Biophilic Urban Streetscapes: GIS-Based Approaches for Nature-Driven Placemaking in Uzbekistan
摘要
Nature-driven placemaking, underpinned by biophilic design, provides transformative potential for urban environments in arid or dry-continental regions. In Sect. 2, “Community-Level Interventions”, we demonstrate how Geographic Information Systems (GIS) can guide the strategic planning of nature-oriented streetscapes in Tashkent, Uzbekistan, by combining multi-temporal remote sensing with structured stakeholder engagement. First, we apply a 5-year Normalized Difference Vegetation Index (NDVI) analysis (2020–2024) to classify urban vegetation into four cover classes and compute district-level proportions of bare, sparse, and vegetated areas. These maps reveal that existing biophilic walking routes closely align with high-NDVI corridors along the canal network, while several districts show declines in sparse vegetation, pinpointing priority zones for greening. A pixel-wise ΔNDVI map further identifies localized “hotspots” of loss and gain. Building on these empirical insights, we present an integrative, reproducible workflow—illustrated in a detailed process flow (Fig. 4)—that merges GIS analytics with participatory design. Community validation through Mahalla Committee workshops and professional charrettes confirms the accuracy of our corridor detections and refines on-the-ground planting proposals. Policy integration steps, in collaboration with the Municipal Planning Department, translate our statistical findings into updated GIS layers and budget targets for district greening quotas. We conclude by offering a replicable roadmap for scaling this biophilic framework across Central Asian cities (e.g.

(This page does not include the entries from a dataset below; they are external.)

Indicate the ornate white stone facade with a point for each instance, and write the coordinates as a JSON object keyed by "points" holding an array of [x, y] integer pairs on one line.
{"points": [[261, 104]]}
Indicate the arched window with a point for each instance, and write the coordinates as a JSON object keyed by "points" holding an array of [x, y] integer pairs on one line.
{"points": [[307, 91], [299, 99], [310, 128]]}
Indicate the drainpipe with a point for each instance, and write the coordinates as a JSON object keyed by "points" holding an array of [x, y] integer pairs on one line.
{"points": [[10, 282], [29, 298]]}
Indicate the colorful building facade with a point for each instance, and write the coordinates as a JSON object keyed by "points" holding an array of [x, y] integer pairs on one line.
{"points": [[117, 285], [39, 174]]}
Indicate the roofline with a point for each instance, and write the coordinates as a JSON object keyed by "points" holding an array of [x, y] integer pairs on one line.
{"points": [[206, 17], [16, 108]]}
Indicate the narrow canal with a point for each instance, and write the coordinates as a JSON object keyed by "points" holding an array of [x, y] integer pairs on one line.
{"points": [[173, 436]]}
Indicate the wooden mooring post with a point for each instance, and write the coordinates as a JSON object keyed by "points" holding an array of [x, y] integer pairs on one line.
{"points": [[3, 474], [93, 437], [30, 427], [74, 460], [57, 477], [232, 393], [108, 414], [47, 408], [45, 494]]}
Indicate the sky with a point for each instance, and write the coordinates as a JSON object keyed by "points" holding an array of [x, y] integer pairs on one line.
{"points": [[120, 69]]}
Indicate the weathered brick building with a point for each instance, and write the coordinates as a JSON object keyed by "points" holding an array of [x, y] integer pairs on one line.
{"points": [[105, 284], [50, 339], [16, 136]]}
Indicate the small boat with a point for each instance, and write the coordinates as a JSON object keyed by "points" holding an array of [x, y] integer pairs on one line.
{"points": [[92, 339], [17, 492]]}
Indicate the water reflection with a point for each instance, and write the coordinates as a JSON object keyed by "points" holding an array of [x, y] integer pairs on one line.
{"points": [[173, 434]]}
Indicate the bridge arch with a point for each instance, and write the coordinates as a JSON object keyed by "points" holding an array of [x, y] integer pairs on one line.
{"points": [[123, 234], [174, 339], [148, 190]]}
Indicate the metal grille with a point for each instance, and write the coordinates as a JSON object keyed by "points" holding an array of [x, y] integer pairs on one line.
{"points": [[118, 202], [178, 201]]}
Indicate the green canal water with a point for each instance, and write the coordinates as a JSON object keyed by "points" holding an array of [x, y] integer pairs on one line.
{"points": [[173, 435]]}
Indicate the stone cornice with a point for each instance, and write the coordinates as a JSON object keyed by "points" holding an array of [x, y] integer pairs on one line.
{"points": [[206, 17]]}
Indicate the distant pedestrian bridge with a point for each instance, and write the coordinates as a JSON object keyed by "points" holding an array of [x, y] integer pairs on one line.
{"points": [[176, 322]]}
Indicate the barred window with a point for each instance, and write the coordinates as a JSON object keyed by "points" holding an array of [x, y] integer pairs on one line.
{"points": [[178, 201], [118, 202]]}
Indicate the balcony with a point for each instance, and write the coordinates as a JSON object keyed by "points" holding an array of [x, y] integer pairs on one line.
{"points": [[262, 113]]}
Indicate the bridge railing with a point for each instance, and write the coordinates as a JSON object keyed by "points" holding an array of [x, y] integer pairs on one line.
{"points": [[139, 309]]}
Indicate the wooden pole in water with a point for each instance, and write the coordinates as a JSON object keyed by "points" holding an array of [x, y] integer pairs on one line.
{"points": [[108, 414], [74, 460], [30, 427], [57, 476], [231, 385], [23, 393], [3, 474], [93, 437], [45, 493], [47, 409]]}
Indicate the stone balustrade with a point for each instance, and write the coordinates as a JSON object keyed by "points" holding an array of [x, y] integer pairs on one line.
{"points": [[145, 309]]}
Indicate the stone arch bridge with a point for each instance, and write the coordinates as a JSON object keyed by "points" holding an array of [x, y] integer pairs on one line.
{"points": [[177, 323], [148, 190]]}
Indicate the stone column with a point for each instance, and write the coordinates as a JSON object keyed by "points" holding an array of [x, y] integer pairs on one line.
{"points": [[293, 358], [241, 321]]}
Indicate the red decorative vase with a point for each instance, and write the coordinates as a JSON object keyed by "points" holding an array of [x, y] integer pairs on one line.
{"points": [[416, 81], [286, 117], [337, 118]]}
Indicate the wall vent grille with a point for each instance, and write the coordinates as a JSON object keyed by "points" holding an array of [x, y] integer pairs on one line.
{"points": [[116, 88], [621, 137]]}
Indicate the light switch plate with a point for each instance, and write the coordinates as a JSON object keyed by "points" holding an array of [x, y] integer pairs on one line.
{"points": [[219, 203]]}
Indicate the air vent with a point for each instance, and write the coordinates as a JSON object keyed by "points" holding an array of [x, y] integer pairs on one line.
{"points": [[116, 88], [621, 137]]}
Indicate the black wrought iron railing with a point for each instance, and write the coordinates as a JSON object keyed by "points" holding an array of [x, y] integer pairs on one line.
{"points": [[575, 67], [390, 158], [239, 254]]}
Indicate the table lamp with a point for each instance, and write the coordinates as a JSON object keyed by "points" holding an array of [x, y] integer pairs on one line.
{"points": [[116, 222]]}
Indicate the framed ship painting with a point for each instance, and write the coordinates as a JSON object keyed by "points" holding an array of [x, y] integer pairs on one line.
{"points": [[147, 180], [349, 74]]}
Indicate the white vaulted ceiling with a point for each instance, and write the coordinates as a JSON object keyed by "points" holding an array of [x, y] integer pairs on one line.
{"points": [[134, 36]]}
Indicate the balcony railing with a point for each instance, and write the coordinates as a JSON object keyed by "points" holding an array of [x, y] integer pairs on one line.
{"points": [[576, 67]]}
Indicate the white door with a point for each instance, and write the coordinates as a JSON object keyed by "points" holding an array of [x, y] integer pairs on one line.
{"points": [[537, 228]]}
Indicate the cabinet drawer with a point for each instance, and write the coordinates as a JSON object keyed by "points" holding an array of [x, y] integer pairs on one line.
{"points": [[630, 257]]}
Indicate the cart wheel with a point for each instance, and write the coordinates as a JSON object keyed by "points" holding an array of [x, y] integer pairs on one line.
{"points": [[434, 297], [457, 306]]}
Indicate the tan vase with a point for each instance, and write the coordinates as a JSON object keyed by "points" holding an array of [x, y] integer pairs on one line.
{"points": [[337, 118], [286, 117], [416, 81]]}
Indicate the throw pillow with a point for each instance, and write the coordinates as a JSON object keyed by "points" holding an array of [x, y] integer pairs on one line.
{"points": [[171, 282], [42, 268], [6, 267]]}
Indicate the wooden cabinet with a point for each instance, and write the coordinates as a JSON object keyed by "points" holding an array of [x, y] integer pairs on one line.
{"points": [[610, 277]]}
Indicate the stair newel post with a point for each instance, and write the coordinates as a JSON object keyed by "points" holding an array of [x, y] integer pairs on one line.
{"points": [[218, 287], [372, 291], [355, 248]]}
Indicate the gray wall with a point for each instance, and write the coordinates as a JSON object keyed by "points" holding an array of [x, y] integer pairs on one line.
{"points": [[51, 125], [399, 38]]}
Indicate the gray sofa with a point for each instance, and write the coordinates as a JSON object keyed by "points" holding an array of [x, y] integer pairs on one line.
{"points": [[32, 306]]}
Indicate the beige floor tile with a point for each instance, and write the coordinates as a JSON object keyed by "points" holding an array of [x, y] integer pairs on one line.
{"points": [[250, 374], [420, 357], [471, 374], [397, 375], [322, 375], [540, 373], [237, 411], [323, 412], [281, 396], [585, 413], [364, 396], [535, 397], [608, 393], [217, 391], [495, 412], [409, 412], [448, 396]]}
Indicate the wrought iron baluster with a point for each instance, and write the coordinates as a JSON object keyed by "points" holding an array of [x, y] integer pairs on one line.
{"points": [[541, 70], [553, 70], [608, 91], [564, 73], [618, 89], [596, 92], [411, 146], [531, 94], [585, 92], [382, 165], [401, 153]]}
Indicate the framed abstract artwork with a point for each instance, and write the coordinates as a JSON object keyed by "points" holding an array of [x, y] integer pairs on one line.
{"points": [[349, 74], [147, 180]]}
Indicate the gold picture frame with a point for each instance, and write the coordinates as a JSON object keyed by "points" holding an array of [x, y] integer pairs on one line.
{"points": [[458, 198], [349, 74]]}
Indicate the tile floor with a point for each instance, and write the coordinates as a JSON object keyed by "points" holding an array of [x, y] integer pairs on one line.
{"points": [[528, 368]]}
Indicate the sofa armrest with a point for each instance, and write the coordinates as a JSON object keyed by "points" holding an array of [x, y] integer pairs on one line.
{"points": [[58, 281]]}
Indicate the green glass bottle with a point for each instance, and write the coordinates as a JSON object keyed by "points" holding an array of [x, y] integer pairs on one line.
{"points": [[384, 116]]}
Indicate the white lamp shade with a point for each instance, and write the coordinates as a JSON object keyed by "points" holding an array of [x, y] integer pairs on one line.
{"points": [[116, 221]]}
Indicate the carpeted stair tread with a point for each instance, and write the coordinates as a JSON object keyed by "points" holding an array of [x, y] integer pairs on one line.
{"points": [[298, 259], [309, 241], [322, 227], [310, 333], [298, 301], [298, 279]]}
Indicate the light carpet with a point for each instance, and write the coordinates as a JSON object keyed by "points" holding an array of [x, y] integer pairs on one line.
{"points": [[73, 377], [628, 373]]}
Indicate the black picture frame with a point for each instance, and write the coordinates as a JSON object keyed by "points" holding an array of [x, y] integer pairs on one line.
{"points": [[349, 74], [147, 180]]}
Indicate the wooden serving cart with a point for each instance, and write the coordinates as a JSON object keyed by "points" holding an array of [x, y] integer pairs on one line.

Samarkand, Bukhara, Namangan), recommending the establishment of a regional Green Cities Consortium, embedding biophilic metrics into city master plans, and mobilizing community data streams for continual route optimization. This chapter’s novel contribution is a concise, empirically validated model—grounded in both “big-data” mapping and local knowledge—for designing resilient, culturally resonant biophilic streetscapes in extreme-climate contexts.